Comment livrez-vous Nouvelles Bad sur votre projet?
Nous savons que l’expression « Ne pas tuer le messager» indique que la personne livrant les mauvaises nouvelles n’est pas la même personne responsable d’avoir causé les mauvaises nouvelles. De nos jours, le jour d’activité en tant que Chefs de projet, nous constatons que le destinataire de mauvaises nouvelles (gestionnaires, les intervenants du projet et les clients) oublie parfois cela et réagir de façon inappropriée.

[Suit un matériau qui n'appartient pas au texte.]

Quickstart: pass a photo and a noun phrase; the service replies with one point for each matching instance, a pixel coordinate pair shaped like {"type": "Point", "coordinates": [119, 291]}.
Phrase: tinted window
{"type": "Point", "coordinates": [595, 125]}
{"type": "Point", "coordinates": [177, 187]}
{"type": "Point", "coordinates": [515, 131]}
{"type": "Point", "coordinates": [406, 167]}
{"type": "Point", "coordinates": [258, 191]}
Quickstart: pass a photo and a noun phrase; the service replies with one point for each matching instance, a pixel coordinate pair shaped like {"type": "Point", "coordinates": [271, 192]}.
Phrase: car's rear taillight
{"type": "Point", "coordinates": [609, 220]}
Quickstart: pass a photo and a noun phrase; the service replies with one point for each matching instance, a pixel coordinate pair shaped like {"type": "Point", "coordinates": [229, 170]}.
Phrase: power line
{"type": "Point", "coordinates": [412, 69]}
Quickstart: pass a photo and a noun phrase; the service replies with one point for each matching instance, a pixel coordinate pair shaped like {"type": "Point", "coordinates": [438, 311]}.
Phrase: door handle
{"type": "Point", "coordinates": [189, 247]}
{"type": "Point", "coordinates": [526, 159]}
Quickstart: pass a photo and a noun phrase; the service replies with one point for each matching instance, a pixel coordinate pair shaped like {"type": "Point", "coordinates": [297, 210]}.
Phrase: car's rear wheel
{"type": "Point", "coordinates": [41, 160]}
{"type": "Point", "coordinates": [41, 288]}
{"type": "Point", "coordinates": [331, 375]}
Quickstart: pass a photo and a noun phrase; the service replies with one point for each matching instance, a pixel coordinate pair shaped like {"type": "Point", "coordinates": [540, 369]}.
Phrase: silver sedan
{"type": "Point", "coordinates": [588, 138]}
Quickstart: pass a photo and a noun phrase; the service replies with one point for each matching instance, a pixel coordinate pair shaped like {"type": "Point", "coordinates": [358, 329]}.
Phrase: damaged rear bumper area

C’est une donnée que le gestionnaire de projet est responsable de la réussite de leur projet. Cependant, il ya des événements qui surviennent qui peuvent être entièrement hors de contrôle de quiconque. Par exemple, des changements dans la gestion à un client pourrait introduire des retards, ou des nouvelles technologies est plus longue à mettre en œuvre que prévu.
Ajoutez à cela le rôle de la PM que la joue en tant que directeur des risques sur des questions de rapports qui ont le potentiel de se transformer en mauvaises nouvelles, et le messager peut se transformer en quelqu’un que personne n’aime à voir. Ce n’est pas une bonne position pour être po
Au fil des ans, j’ai vu trois différentes approches ont PMs utilisé pour donner de mauvaises nouvelles:
- La grenade – C’est là où le messager entre dans une salle bondée (généralement complète de cadres), fournit les mauvaises nouvelles avec toutes ses conséquences horribles sans aucun avertissement, et puis quitte. Ceci est totalement inacceptable, inefficace et non durable … surtout pour la carrière du PM.
- Le Silent Treatment – C’est là où le messager choisit de ne pas délivrer le message. Le raisonnement peut être qu’ils se sentent le problème va se résoudre, ou ils ne veulent pas faire face à l’activité ultérieure nécessaire pour résoudre la situation. Cette approche n’est pas recommandée.
- Le ballon d’essai – Cela a été la méthode la plus efficace que j’ai vu utilisé. Le messager répond avec un couple d’acteurs à la fois, exposant les faits de la situation avec un «laissez-moi passer quelque chose en vous » approche. Cela permet d’autres options à considérer, de plus amples informations à mettre en place (par exemple, davantage de ressources peuvent être disponibles que le PM ne savaient pas étaient disponibles) et d’artisanat du message final de se produire avant de l’introduire à l’ensemble du groupe. Le résultat est que le messager n’est pas seul, plusieurs options ont été envisagées, et les mauvaises nouvelles n’est pas sensationnel.
Fournir des mauvaises nouvelles au sujet de votre projet est une partie inévitable de notre travail en tant que Chefs de projet. Il prend la discrétion, la compétence et le bon jugement sur la façon d’exécuter efficacement les mauvaises nouvelles sans avoir à quitter un chemin de destruction derrière.